Der Sänger weist darauf hin, dass Judas Priest keine politische Band sei. Aber der Song „Breaking the Law“ hänge mit dem Amtsantritt von Margaret Thatcher im Mai 1979 und der darauf folgenden zunehmenden Arbeitslosigkeit zusammen. Halford meint damit auch den „Winter of Discontent“, also die Jahreszeit vor dem Regierungsbeginn der Premierministerin, die einerseits kalt und andererseits geprägt war von Streiks und politischen Unruhen.

Banküberfall mit Gitarren

„Out of work and down“ heißt es in der ersten Zeile des Textes, den der Sänger geschrieben hat: „arbeitslos und niedergeschlagen“. In diesem Zustand bewegt sich der Protagonist von Stadt zu Stadt, „as I drift from town to town“. Diese Ruhelosigkeit kann man auch in dem Musikvideo erkennen, das die Band gedreht hat, noch bevor MTV gegründet wurde. Judas Priest fahren in einem Cabrio durch London; bewaffnet mit ihren Gitarren, überfallen sie eine Bank und entwenden aus dem Tresorraum eine Goldene Schallplatte, die für „British Steel“ verliehen wurde. Der Wachmann, der das Geschehen über die Bildschirme verfolgt, ist angetan von den Ereignissen, spielt auf einer Holzattrappe Gitarre. Die Regie bei dem Video hatte Julien Temple, der mit den Sex Pistols vorher „The Great Rock & Roll Swindle“ filmte.

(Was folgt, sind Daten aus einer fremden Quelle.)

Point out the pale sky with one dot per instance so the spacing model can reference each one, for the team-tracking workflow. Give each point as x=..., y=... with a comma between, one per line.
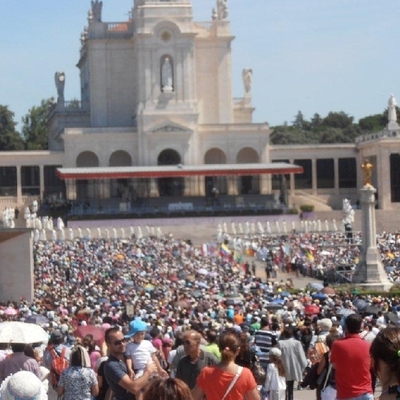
x=308, y=55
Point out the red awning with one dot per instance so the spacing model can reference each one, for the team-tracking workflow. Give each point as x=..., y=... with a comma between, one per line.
x=173, y=171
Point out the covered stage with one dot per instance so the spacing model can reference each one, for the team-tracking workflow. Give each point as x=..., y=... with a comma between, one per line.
x=178, y=188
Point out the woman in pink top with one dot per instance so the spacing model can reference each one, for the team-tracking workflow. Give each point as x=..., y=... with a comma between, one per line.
x=214, y=382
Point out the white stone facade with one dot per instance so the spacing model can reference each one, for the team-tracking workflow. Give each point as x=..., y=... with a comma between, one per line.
x=156, y=90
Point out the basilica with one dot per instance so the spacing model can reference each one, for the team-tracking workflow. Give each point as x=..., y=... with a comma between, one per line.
x=157, y=120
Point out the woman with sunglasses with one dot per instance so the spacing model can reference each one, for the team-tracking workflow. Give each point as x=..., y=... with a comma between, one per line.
x=78, y=381
x=385, y=357
x=226, y=380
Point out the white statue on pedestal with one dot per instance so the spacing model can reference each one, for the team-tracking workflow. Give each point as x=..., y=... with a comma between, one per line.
x=247, y=76
x=59, y=78
x=95, y=12
x=392, y=117
x=222, y=9
x=348, y=211
x=166, y=76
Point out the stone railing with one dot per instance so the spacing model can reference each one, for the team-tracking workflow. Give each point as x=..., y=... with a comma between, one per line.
x=375, y=136
x=204, y=24
x=76, y=105
x=118, y=30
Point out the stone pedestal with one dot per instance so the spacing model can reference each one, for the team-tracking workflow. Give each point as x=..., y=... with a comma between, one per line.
x=370, y=272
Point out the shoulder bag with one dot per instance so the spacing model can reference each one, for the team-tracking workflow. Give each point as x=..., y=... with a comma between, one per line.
x=234, y=380
x=258, y=371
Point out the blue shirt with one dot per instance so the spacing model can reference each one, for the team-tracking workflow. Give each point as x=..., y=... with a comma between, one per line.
x=114, y=371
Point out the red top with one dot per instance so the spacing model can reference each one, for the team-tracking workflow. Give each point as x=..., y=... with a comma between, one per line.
x=215, y=382
x=352, y=361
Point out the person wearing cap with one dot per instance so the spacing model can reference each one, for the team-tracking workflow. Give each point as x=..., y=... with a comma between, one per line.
x=293, y=359
x=18, y=361
x=116, y=371
x=350, y=358
x=275, y=382
x=265, y=339
x=140, y=352
x=57, y=343
x=196, y=359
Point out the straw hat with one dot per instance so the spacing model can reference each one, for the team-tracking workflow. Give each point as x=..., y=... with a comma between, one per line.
x=23, y=385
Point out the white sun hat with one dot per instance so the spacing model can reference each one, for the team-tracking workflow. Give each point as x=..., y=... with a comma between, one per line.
x=23, y=385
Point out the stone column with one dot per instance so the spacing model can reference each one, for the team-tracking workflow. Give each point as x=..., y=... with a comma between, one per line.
x=314, y=175
x=201, y=186
x=232, y=185
x=265, y=183
x=154, y=188
x=370, y=271
x=41, y=181
x=19, y=185
x=71, y=189
x=336, y=174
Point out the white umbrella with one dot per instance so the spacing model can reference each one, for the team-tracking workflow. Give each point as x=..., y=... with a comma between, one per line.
x=202, y=271
x=18, y=332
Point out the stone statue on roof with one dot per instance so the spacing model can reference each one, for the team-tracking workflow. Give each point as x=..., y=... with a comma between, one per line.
x=95, y=12
x=166, y=76
x=247, y=76
x=59, y=78
x=222, y=9
x=392, y=116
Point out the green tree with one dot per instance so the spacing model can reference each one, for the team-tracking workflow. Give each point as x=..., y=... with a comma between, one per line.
x=35, y=126
x=372, y=123
x=316, y=121
x=10, y=139
x=337, y=120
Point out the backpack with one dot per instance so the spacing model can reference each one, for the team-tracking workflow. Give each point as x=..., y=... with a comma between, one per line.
x=58, y=364
x=316, y=353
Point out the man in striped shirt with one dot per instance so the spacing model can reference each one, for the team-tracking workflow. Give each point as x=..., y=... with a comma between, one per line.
x=265, y=339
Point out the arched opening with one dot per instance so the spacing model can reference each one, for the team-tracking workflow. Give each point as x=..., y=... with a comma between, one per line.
x=87, y=159
x=248, y=184
x=120, y=188
x=170, y=186
x=215, y=156
x=167, y=81
x=86, y=188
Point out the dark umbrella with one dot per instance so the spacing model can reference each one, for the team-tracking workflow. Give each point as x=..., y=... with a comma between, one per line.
x=182, y=304
x=37, y=319
x=319, y=296
x=274, y=306
x=328, y=290
x=371, y=309
x=311, y=309
x=196, y=294
x=393, y=317
x=360, y=304
x=97, y=332
x=316, y=285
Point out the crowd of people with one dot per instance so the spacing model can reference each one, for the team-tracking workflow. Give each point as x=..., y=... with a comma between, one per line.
x=205, y=311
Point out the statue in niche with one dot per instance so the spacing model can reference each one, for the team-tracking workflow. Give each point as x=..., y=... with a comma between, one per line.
x=247, y=76
x=166, y=76
x=283, y=195
x=367, y=168
x=59, y=78
x=222, y=9
x=95, y=12
x=392, y=116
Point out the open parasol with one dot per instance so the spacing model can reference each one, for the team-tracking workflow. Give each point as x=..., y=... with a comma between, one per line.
x=19, y=332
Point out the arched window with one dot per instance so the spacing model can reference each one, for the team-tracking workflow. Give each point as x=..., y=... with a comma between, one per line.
x=167, y=81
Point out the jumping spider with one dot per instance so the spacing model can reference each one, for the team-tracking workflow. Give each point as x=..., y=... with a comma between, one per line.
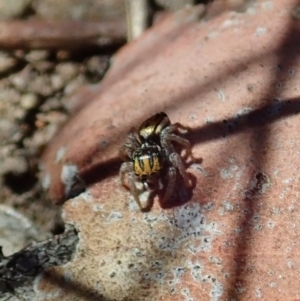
x=152, y=154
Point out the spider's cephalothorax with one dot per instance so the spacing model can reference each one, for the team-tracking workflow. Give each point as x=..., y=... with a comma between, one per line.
x=152, y=153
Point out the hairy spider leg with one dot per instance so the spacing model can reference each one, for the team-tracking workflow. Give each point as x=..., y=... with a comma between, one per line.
x=168, y=135
x=171, y=184
x=176, y=161
x=127, y=150
x=127, y=168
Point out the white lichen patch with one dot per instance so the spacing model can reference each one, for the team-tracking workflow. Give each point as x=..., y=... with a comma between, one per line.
x=67, y=176
x=60, y=154
x=153, y=249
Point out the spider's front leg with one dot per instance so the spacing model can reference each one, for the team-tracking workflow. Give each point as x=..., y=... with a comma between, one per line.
x=176, y=161
x=171, y=184
x=168, y=135
x=127, y=168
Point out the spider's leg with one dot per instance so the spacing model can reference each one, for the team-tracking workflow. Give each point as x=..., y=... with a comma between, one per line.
x=171, y=184
x=127, y=168
x=176, y=161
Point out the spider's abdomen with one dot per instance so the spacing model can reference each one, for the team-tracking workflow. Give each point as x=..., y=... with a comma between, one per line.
x=147, y=162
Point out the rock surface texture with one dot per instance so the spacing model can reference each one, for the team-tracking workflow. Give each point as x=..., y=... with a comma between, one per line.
x=233, y=78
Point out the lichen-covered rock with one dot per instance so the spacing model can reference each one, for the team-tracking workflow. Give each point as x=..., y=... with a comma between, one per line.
x=233, y=79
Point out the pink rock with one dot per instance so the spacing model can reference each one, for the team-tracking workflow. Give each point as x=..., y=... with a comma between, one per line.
x=234, y=79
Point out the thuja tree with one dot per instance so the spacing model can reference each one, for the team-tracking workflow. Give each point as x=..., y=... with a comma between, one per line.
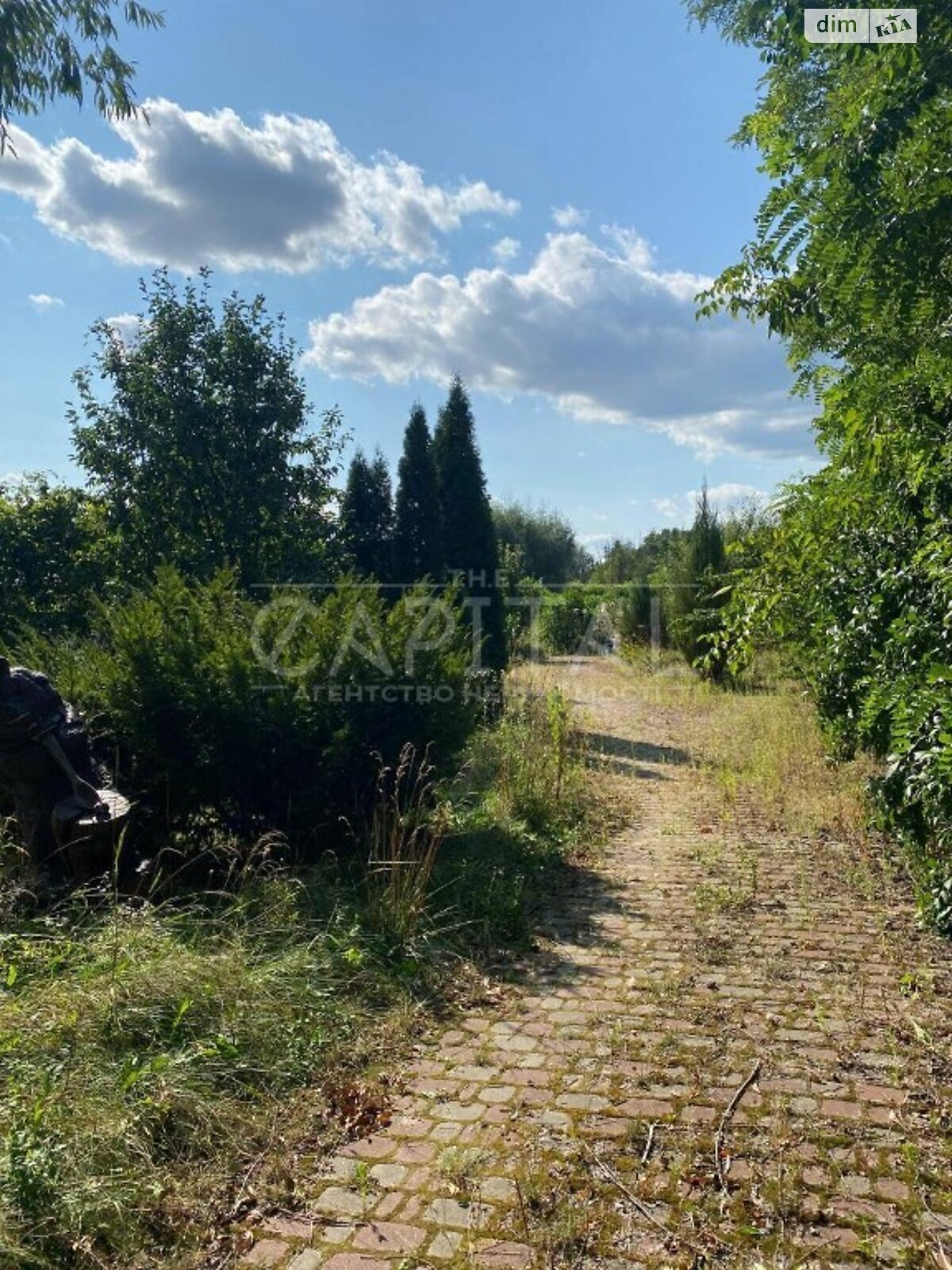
x=469, y=535
x=418, y=533
x=850, y=266
x=196, y=438
x=367, y=518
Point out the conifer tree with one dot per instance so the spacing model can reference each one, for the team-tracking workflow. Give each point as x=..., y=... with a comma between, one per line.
x=367, y=518
x=470, y=545
x=418, y=535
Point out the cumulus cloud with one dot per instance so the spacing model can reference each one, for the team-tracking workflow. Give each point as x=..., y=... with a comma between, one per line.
x=670, y=508
x=729, y=495
x=207, y=188
x=594, y=328
x=126, y=327
x=505, y=251
x=42, y=302
x=569, y=217
x=723, y=498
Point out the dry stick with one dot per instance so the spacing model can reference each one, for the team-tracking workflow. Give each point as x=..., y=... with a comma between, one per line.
x=725, y=1121
x=643, y=1206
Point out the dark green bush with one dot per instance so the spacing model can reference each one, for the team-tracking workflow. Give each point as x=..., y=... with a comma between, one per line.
x=217, y=711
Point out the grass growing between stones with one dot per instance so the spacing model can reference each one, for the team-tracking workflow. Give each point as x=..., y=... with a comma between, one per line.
x=165, y=1067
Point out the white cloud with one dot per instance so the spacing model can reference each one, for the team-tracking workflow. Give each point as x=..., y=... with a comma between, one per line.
x=505, y=251
x=670, y=508
x=207, y=188
x=42, y=302
x=724, y=498
x=569, y=217
x=729, y=495
x=596, y=329
x=126, y=327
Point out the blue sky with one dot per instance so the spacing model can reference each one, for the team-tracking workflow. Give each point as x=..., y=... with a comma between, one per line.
x=526, y=194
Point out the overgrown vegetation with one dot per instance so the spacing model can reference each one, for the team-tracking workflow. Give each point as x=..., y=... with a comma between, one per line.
x=850, y=267
x=154, y=1048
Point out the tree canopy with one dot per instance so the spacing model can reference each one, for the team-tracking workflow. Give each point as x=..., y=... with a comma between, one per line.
x=418, y=531
x=367, y=518
x=850, y=264
x=201, y=448
x=51, y=48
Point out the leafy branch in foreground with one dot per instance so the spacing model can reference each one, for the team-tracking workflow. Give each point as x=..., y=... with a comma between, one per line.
x=51, y=48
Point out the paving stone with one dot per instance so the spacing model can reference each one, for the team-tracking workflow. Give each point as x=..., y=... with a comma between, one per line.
x=357, y=1261
x=389, y=1175
x=647, y=1010
x=451, y=1212
x=266, y=1253
x=309, y=1259
x=389, y=1237
x=460, y=1113
x=342, y=1202
x=290, y=1227
x=501, y=1255
x=446, y=1245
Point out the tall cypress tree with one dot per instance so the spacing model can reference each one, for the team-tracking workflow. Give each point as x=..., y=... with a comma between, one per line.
x=469, y=533
x=367, y=516
x=418, y=535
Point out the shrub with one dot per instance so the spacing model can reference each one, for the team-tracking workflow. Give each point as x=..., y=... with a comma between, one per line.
x=577, y=622
x=222, y=714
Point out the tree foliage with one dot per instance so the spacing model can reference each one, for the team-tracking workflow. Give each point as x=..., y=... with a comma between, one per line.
x=850, y=264
x=367, y=518
x=54, y=556
x=470, y=545
x=201, y=451
x=418, y=529
x=543, y=543
x=51, y=48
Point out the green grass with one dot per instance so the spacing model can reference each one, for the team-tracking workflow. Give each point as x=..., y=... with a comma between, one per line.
x=154, y=1057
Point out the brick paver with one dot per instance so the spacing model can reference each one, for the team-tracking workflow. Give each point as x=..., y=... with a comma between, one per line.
x=579, y=1122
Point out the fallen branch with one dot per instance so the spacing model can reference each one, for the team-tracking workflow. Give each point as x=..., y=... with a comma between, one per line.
x=702, y=1254
x=725, y=1121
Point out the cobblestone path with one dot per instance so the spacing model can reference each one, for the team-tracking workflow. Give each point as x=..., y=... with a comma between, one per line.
x=731, y=1049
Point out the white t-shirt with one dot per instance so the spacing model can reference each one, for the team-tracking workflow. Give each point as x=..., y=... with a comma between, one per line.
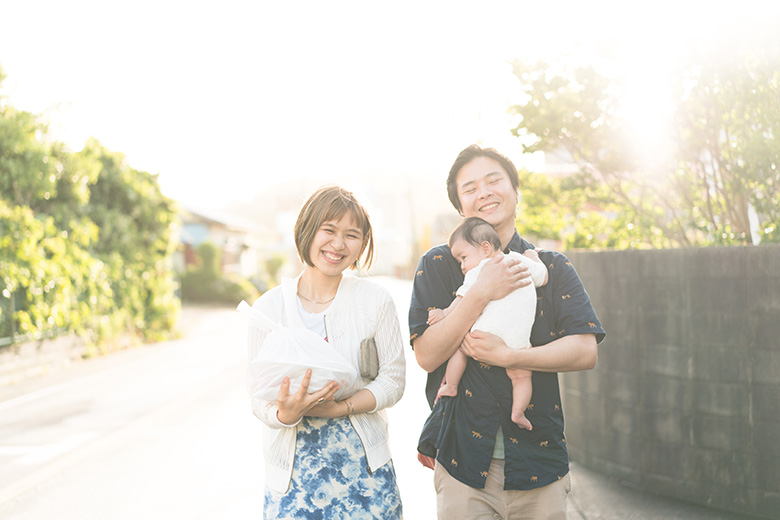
x=511, y=317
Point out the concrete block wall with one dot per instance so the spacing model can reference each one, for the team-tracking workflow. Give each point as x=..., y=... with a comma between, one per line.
x=685, y=400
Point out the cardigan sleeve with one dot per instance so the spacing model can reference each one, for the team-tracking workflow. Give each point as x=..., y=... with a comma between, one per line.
x=388, y=386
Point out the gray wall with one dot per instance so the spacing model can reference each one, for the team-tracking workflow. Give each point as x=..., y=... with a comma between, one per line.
x=685, y=400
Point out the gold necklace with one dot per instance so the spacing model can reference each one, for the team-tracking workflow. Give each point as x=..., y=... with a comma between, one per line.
x=316, y=303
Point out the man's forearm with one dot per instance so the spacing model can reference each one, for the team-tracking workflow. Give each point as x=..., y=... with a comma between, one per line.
x=442, y=339
x=567, y=354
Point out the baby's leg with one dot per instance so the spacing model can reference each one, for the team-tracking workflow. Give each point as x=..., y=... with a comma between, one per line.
x=455, y=368
x=521, y=395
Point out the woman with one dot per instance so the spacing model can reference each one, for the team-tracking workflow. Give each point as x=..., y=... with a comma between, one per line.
x=326, y=458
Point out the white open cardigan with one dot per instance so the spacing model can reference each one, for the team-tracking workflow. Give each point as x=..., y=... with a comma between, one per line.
x=361, y=309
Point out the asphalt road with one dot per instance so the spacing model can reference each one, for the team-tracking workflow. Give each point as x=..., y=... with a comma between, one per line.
x=165, y=431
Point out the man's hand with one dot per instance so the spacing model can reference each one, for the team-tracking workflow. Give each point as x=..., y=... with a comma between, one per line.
x=486, y=348
x=500, y=276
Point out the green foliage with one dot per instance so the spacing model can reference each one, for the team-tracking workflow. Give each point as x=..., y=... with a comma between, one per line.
x=85, y=240
x=204, y=282
x=724, y=162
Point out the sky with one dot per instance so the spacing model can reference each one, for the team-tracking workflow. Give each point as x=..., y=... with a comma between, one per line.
x=227, y=99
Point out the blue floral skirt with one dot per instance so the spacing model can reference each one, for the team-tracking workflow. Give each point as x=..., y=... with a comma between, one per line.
x=331, y=479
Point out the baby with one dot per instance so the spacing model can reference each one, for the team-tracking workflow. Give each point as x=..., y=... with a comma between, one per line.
x=473, y=243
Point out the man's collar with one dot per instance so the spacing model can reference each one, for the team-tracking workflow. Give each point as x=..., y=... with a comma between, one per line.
x=518, y=244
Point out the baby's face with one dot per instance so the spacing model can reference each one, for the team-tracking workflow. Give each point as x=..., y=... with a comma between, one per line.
x=467, y=254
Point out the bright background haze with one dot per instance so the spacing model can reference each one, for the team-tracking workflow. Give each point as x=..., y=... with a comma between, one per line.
x=225, y=100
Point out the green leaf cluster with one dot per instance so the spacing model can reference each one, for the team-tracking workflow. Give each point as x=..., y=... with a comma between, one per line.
x=86, y=241
x=718, y=184
x=204, y=282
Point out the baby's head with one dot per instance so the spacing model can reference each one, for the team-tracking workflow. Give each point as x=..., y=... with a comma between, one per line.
x=473, y=241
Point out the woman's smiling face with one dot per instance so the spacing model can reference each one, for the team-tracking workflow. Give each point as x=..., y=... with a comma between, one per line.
x=336, y=245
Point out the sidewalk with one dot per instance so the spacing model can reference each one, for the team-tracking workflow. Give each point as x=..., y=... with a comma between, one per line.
x=598, y=497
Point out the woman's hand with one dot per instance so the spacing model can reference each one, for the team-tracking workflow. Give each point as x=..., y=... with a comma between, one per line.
x=501, y=276
x=293, y=407
x=486, y=348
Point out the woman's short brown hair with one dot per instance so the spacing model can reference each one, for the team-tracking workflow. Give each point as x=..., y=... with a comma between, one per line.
x=326, y=204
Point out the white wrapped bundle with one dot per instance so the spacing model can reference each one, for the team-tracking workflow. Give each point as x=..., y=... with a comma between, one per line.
x=289, y=352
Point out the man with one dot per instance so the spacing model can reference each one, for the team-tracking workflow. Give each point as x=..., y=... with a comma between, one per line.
x=487, y=467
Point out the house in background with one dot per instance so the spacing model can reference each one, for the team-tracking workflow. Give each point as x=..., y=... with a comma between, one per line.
x=232, y=235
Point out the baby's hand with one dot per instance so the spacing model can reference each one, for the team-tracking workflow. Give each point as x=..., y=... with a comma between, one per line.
x=435, y=316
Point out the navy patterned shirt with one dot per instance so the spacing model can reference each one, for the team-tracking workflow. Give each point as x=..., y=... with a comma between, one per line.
x=466, y=425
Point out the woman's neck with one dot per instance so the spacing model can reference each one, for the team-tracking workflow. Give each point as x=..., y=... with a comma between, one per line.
x=505, y=233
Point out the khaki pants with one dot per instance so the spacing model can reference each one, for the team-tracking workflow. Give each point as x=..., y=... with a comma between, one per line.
x=457, y=501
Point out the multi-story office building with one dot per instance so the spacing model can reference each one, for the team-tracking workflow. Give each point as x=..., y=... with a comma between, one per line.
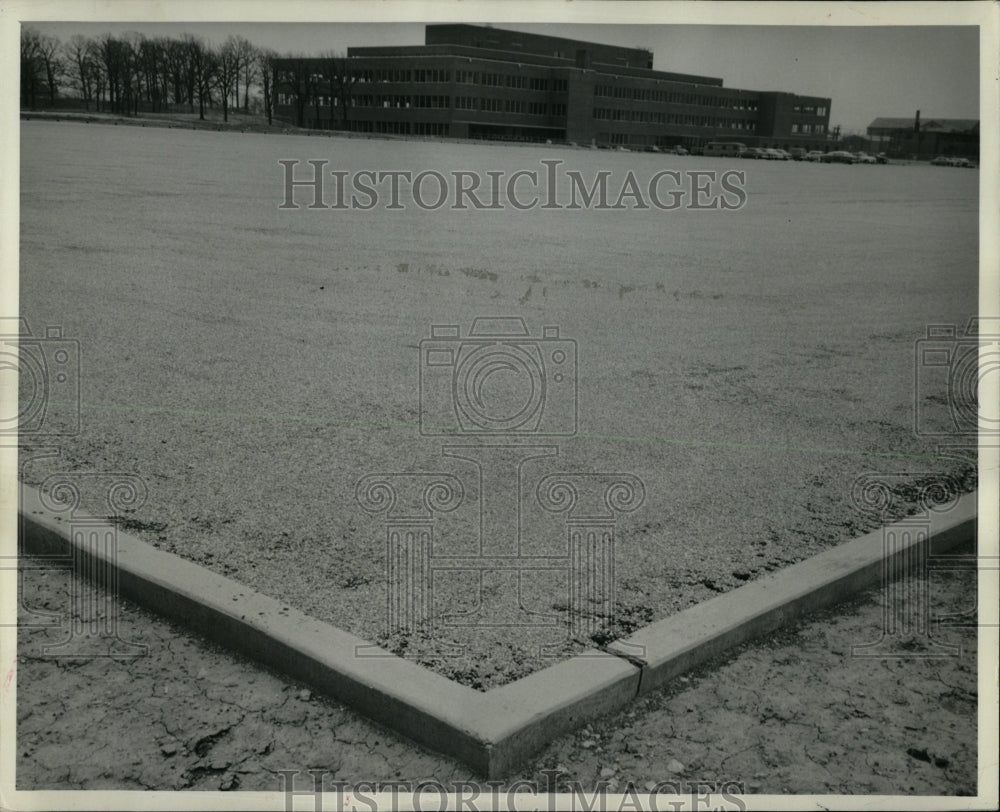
x=471, y=81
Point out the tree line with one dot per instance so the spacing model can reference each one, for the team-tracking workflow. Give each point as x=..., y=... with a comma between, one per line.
x=128, y=72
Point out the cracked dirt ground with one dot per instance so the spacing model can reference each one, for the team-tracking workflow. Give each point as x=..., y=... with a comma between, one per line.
x=793, y=713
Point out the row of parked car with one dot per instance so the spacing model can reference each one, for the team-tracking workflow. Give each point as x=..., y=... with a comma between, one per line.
x=944, y=160
x=840, y=156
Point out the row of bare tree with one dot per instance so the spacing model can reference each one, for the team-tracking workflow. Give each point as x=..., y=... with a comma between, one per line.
x=122, y=73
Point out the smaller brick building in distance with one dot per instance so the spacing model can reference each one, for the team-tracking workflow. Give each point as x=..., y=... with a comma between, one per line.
x=911, y=137
x=470, y=81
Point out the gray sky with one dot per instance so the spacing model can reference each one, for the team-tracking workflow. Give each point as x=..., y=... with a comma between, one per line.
x=868, y=72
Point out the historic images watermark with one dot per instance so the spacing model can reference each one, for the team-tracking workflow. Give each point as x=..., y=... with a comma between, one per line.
x=951, y=367
x=44, y=372
x=497, y=388
x=549, y=187
x=909, y=565
x=556, y=793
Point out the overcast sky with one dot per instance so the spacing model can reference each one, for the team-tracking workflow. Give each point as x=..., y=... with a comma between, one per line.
x=868, y=72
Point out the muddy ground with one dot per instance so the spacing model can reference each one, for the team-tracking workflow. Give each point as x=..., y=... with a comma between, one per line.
x=794, y=713
x=252, y=364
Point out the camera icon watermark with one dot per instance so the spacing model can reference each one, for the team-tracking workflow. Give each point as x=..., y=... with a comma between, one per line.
x=90, y=620
x=497, y=379
x=909, y=628
x=45, y=373
x=524, y=524
x=951, y=368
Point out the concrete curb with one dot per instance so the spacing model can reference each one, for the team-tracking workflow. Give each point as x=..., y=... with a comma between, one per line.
x=689, y=638
x=491, y=732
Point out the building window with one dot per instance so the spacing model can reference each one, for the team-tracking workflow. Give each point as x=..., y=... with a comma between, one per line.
x=430, y=101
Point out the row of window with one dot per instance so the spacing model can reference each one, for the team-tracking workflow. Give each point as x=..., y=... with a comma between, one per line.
x=399, y=102
x=399, y=127
x=659, y=117
x=673, y=97
x=513, y=81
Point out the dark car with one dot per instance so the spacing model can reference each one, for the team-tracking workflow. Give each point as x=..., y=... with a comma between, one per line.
x=839, y=157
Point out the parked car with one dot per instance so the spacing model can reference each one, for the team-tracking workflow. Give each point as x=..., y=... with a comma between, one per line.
x=839, y=156
x=724, y=149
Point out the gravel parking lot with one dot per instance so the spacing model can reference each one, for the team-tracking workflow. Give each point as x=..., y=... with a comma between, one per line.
x=251, y=364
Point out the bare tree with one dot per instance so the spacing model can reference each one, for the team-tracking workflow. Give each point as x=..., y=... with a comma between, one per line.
x=227, y=61
x=249, y=69
x=32, y=69
x=203, y=71
x=114, y=59
x=342, y=80
x=177, y=68
x=82, y=67
x=296, y=79
x=49, y=51
x=266, y=71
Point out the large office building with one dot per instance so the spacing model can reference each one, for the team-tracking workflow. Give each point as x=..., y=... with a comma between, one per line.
x=470, y=81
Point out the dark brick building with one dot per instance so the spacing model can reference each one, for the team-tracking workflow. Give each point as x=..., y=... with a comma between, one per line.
x=471, y=81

Halford erwähnt, dass die Lieder von „British Steel“ von der Punkmusik beeinflusst sind, die wenige Jahre vorher in England wichtig wurde. „Breaking the Law“ ist mit zwei Minuten und 35 Sekunden ein kurzer Song. Ungewöhnlich für ein Stück aus dem Bereich der Rockmusik ist der Verzicht auf das Gitarrensolo. Das hängt vielleicht mit dem Riff am Anfang zusammen, der prägnanten Melodie, die auf der elektrischen Gitarre auf der A- und auf der E-Saite gespielt wird. Während der Strophen klingen die verzerrten Akkorde aus. Das Lied beginnt aber mit einem Auftakt, einem Schlag auf die Snaredrum. Der Riff, der den Song einleitet, besteht aus zwei Teilen, die am Anfang jeweils Viertelnoten enthalten, die schließlich übergehen in Achtelnoten. Die Melodie erfährt dadurch eine Beschleunigung.

Eine einfache Konstruktion

„Breaking the Law“ ist ein druckvolles Stück, das im Vergleich zu anderen Liedern von Judas Priest einfach konstruiert ist. Die Instrumente und der Gesang unterstützen sich gegenseitig, sind aufeinander angewiesen. Im Song finden sich lediglich zwei illustrative Geräusche, die entbehrlich sind, das zersplitternde Glas und die Polizeisirenen. Die Alarmsignale wurden von dem Gitarristen K. K. Downing mithilfe des Tremolohebels an seinem Instrument und des Feedbacks des Verstärkers erzeugt. Im Refrain mit den Zeilen „Breaking the Law“ werden die ersten drei Silben von Halford nur kurz und die letzte wird lang gesungen, unterstützt vom parallelen Anschlag der tiefen Note a auf der Gitarre.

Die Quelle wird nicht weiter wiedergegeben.